Although I would be the first to say that I don’t know much about real estate, I know enough to have a healthy sense of respect for the three word rule: “location, location, location.” Location doesn’t always matter in the same way, of course, but it is the factor that matters most often in the pricing and sale of a home. Where community locations intersect with persistent historical patterns, we have the kind of data that often turns out to be pertinent to cultural history.
The school of “cultural history” associated with David Hackett Fischer’s book Albion’s Seed argues that there is a multi-state region in the USA that retains a set of characteristics that were originally brought to the American frontier by “borderlanders” from Northern England and Scotland. Although I would readily admit that this category may not fit the experience of some members of the Cartwright and Starr family, there is enough about this profile that fits that I think it is worth laying out the evidence so that my Cartwright cousins can judge for themselves whether this is apt.
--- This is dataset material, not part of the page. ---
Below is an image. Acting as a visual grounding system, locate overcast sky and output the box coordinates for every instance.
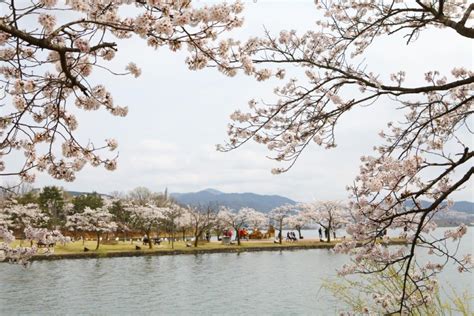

While multiple writers have contributed to this thesis, the two historians that I will be citing are David Hackett Fischer and Colin Woodard. In their book Bound Away: Virginia and the Westward Movement, Fischer and James C. Kelly describe the “folk migration” that populated the southern end of the Shenandoah River Valley during a sixty year period beginning in 1715 when “more than a quarter of a million people moved from the borderlands of north Britain and northern Ireland to the American backcountry.” (119)
“Many think of this migration in ethnic terms and call it Scotch-Irish or Celtic. These labels fit some emigrants but not all or even most of them. Many came not from Ireland or Scotland but from the north of England. Most did not speak the Celtic languages but English. They were very mixed in their ethnicity, religion, and place of residence. In many way, however, they shared a common culture, the product of a distinctive region that might be called the borderlands of north Britain.” (119)
“The culture of the borderlanders derived from one decisive fact. For 700 yeas the kings of England and Scotland could not agree who owned this region and fought constantly for its possession. Incessant violence created a warrior ethic of great intensity, a family life in which the claim became an important unit of protection, a polity defined mainly by personal loyalty, a system of age relations hat resembled the rule of tanistry (a system of tenure conferred by election upon the strongest), a structure of gender equality common to warrior cultures, an economy that rested on herding and extensive agriculture, a comity that combined high rates of internal migration with strong kin bonding, a strident prejudice against strangers, a style of impermanent cabin architecture for ordinary folk, a habit of religion in mobile field meetings, a special type of nescient fatalism common to people who live constantly at risk of violent death, an idea of order dominated by the rule of lex talionis, and a concept of liberty as ‘natural freedom.'” (119, 121)
“In the sixteenth, seventeenth, and eighteenth centuries, a new system of order was imposed on this region by a process as violent as the world it destroyed. Many people were set in motion by these events — some to northern Ireland, others to America. Most of the borderlanders were extremely poor, but they emigrated in family groups with strong networks for support. . .”
“Much of what Americans think of as frontier culture was adapted from the borderlands of north Britain and northern Ireland in the eighteenth century.” (121)
I would be the first to admit that it is not straightforward how one might go about tracing the ways in which the Cartwright, Stares (Starr), Elliott and McDaniel clans that settled in Scott County, Arkansas, reflect these patterns. Even so, I am intrigued by the portrait of conflict, movement, and independence painted by Hackett and Kelly. Should we think of Scott County as part of “Greater Appalachia,” a region marked by the folkways of the Scotch-Irish? Even if this thesis is overdrawn, given what we know about the life and times of Jess and Millie Cartwright and their forbears, I think it is worth pondering.